Québec va créer un ministère de la Langue française et abolir le Conseil supérieur de la langue française (CSLF). Le mandat de l’Office québécois de la langue française (OQLF), qui continuera à recevoir les plaintes des citoyens, sera renforcé, ayant acquis un pouvoir de coercition envers les contrevenants « même en l’absence de plainte ».
Il confirme aussi la création par l’Assemblée nationale d’un poste de Commissaire à la langue, sorte de chien de garde chargé d’enquêter de façon indépendante sur l’évolution de la situation linguistique au Québec.
On prévoit aussi créer un guichet unique pour franciser les immigrants, « Francisation Québec », qui relèvera du ministère de l’Immigration.
L’affichage commercial extérieur devra assurer la « nette prédominance » du français, si une autre langue est présente. Le droit d’être servi en français en se présentant dans un commerce sera réaffirmé et des recours existeront si ce droit n’a pas été respecté.

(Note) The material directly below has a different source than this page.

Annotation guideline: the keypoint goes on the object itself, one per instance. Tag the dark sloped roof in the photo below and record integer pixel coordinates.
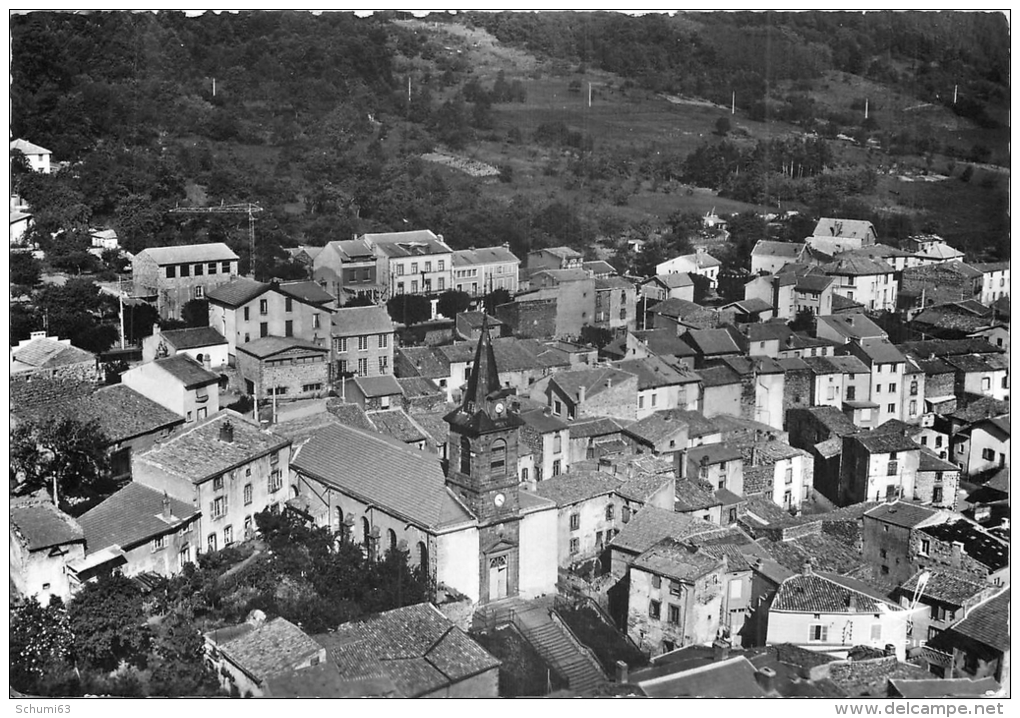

Le gouvernement réaffirme sa volonté de faire du français la seule langue de l’administration publique, dans ses relations avec d’autres gouvernements et toute personne morale. L’État se dotera d’une politique linguistique.
Les immigrants ne pourront plus, comme c’est le cas présentement, faire affaire avec l’État en anglais sans limite de temps. S’ils choisissent d’emblée cette langue de communication à leur arrivée, la pratique ne pourra pas durer plus de six mois. Ceux qui procédaient déjà ainsi, donc avant le dépôt du projet de loi, auront un droit acquis de continuer, s’ils le désirent.
« Au déclin tranquille, nous proposons l’espoir d’un renouveau, d’une relance linguistique », a commenté le ministre Jolin-Barrette.
Le projet de loi 96 ne sera pas adopté à toute vapeur. Au contraire, le gouvernement veut mener une vaste consultation sur le sujet à l’automne.
La nouvelle impulsion donnée au dossier linguistique sera accompagnée d’un budget additionnel de 104 millions $ sur cinq ans, montant réservé dans le dernier budget du gouvernement.
Enfin, on prévoit renommer la circonscription de Bourget, à Montréal, qui était représentée à l’époque par Camille Laurin et qui portera bientôt le nom du père de la loi 101.